Horas depois, retomando a sua sessão, precavido, não querendo ser de novo surpreendido, de maneira bem objetiva, começou por perguntar se a sessão anterior tinha sido encerrada porque o analista pensava que assim devia fazer ou porque a sala de espera estava cheia. O analista, laconicamente, responde-lhe: “Porque entendi que deveria interromper”. José tenta então lhe explicar o absurdo sofrido, voltando sobre sua história, agora não mais emocionado mas à maneira de um advogado que exige justiça à dor de seu cliente.

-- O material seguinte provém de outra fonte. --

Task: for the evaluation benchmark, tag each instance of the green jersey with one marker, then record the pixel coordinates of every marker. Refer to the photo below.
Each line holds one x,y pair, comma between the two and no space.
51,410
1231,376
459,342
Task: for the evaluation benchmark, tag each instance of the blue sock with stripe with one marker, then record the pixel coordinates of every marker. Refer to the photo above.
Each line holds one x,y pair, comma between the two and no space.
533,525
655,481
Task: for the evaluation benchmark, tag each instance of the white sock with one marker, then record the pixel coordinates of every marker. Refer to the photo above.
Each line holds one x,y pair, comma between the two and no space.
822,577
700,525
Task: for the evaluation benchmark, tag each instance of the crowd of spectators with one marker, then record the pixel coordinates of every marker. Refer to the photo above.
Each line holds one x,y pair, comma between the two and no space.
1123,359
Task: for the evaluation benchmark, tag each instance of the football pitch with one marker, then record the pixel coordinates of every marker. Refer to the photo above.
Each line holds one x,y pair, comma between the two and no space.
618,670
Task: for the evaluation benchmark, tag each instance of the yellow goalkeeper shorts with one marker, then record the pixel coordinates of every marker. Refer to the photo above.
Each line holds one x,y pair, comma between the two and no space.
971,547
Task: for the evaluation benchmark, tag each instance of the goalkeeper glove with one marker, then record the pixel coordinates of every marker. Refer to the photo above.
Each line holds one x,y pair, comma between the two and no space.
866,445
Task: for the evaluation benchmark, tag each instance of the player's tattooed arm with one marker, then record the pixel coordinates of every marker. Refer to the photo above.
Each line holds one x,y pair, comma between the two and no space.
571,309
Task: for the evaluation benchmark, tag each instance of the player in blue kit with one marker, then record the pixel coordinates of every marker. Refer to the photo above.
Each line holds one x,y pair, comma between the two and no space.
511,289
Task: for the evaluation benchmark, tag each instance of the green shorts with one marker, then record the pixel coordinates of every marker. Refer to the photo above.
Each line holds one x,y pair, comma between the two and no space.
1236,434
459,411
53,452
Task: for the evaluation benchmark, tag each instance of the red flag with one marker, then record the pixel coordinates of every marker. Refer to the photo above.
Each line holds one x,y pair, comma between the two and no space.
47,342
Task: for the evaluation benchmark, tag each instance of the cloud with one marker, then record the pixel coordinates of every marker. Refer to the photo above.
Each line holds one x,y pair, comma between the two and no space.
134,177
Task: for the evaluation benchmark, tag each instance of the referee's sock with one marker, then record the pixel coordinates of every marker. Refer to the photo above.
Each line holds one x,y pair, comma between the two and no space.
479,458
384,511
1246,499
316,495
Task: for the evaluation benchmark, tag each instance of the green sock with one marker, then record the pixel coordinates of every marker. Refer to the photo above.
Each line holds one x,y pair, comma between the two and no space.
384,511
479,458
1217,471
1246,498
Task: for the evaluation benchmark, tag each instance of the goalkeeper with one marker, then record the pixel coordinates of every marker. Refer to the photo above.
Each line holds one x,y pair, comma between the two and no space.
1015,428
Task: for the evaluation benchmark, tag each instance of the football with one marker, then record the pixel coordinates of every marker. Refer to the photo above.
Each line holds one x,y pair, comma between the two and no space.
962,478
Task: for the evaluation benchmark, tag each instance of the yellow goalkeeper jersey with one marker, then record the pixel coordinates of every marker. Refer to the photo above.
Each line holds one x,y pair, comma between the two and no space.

E, assim, em poucos minutos, energicamente, retomou e pôs em ordem os pontos capitais de sua reflexão noturna. Recebeu então uma nova resposta de seu analista, uma interpretação: - “Pois é, você arriscava acreditar excessivamente nisto tudo”. A sessão terminou aí e, com ela, uma história.

II

Gostaria de comentar esta passagem de uma análise, em duas vertentes: a do analisando e a do analista, lembrando que o imbricamento sendo tanto, o que será dito para um tem conseqüência para o outro e vice-versa.
Começo então pelo analisando.
Destacaria três momentos distintos na passagem relatada que sintetizaria nessas proposições:
a) Havia um saber, não havia uma verdade
b) Havia um saber, havia uma verdade
c) Não havia um saber, havia uma verdade.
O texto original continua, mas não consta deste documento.